Tamoxifen is an unlikely pioneering medicine in medical oncology. Nevertheless, the medicine has continued to surprise us, perform, and save lives for the past 40 years. Unlike any other medicine in oncology, it is used to treat all stages of breast cancer, ductal carcinoma in situ, and male breast cancer and pioneered the use of chemoprevention by reducing the incidence of breast cancer in women at high risk and induces ovulation in subfertile women! The impact of tamoxifen is ubiquitous. However, the power to save lives from this unlikely success story came from the first laboratory studies which defined that 'longer was going to be better' when tamoxifen was being considered as an adjuvant therapy. This is that success story, with a focus on the interdependent components of: excellence in drug discovery, investment in self-selecting young investigators, a conversation with Nature, a conversation between the laboratory and the clinic, and the creation of the Oxford Overview Analysis. Each of these factors was essential to propel the progress of tamoxifen to evolve as an essential part of the fabric of society.

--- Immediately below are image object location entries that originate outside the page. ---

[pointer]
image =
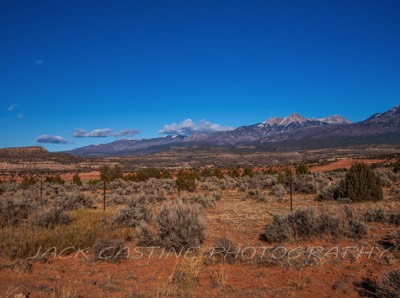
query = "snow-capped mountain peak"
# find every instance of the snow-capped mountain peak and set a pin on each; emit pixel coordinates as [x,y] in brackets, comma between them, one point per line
[335,119]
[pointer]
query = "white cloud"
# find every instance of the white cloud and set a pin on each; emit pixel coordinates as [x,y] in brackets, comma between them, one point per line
[50,139]
[12,107]
[104,132]
[97,133]
[126,133]
[188,127]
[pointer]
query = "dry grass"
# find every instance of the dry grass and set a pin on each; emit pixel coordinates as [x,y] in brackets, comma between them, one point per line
[184,277]
[87,226]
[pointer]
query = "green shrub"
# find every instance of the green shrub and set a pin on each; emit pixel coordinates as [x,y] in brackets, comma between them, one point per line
[131,216]
[361,184]
[396,166]
[186,180]
[77,180]
[305,224]
[109,174]
[52,217]
[302,169]
[181,225]
[28,182]
[248,171]
[110,250]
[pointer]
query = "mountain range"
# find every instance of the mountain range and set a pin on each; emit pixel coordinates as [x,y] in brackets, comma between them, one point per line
[274,134]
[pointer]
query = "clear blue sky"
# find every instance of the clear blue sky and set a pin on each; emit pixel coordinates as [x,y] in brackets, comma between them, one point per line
[109,68]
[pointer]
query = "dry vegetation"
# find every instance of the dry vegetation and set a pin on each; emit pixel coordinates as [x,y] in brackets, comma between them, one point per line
[220,236]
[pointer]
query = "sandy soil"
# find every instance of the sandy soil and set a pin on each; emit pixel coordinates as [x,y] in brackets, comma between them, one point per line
[242,221]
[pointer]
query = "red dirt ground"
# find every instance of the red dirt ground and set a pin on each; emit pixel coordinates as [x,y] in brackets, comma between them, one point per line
[238,219]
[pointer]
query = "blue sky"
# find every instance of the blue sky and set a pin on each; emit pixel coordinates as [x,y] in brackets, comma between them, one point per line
[87,72]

Keywords: breast; endocrine therapy.

Figure 1

The use of the dimethyl benzanthracene (DMBA)-induced rat mammary carcinoma model to demonstrate that longer or continuous therapy with daily tamoxifen (50μg subcutaneous injection) was superior at preventing the appearance of mammary tumors when compared to short therapy of 30 days. Fifty day old female Sprague Dawley rats were each given 20mg DMBA by gavage in 2 mls peanut oil. In nontreated control groups of 20 animals, all rats had multiple palpable tumors by 150 days. The model design for therapy groups first administered the DMBA at 50 days of age but the 30 day or continuous treatment was delayed for 30 days to permit mammary carcinogenesis of initiation and promotion to occur. The goal was to establish whether a short 30 day course of tamoxifen (estimated to be equivalent to 1 year of adjuvant tamoxifen in patients) could destroy the deranged microscopic cancer cells in the mammary glands or whether continuous therapy was required for complete tumor control and suppression. Continuous therapy is necessary. The strategy was to use tamoxifen only in the patients with ER positive tumors (Jordan and Koerner 1975) and use continuous therapy. This new strategy was first reported at the King College Cambridge, ICI Pharmaceuticals Division, Medical Symposium September 1977.

Figure 2

The participants at the King College, Cambridge ICI Pharmaceuticals Division Medical Symposium September 1977. The author (top) presented the new strategy, Professor Michael Baum (right) was the session chair and leader of the proposed NATO trial that was planned to advance the current 1 year adjuvant tamoxifen trials to a 2 year treatment period. Helen Stewart (left), was in the audience and had plans to compare placebo and tamoxifen at first recurrence with 5 years of immediate adjuvant tamoxifen in the Scottish trial. Both trials (NATO and the Scottish trial) were to demonstrate, for the first true, survival advantages for adjuvant tamoxifen used for longer than 1 year.

Figure 3

The principal players in the discovery of ICI 46,474 at ICI Pharmaceuticals Division, Cheshire, UK in the 1960’s that eventually evolved into tamoxifen a decade later. Arthur Walpole (Walop) (left) was the head of the Fertility Control Program tasked with the mission to discover safer compounds to “regulate the sexual cycle”. Dora Richardson (center), the team organic chemist who synthesized all of the isomers of the triphenylethylene derivatives that would be tested as antifertility agents in rats by Mike Harper, the team reproductive endocrinologist. Arthur Walpole would be the author’s PhD examiner, scientific supporter and administrative link to ICI until his untimely death on July 2^nd 1977. Dora Richardson would provide the metabolites of tamoxifen to the author to be tested as anticancer agents and Mike Harper would offer the author a two year BTA (Been to America) at the Worcester Foundation, MA. Each individual was generous with important opportunities, investment and support for a young investigator starting their adventure to investigate “failed morning after pills” as future important therapeutic agents in women’s health.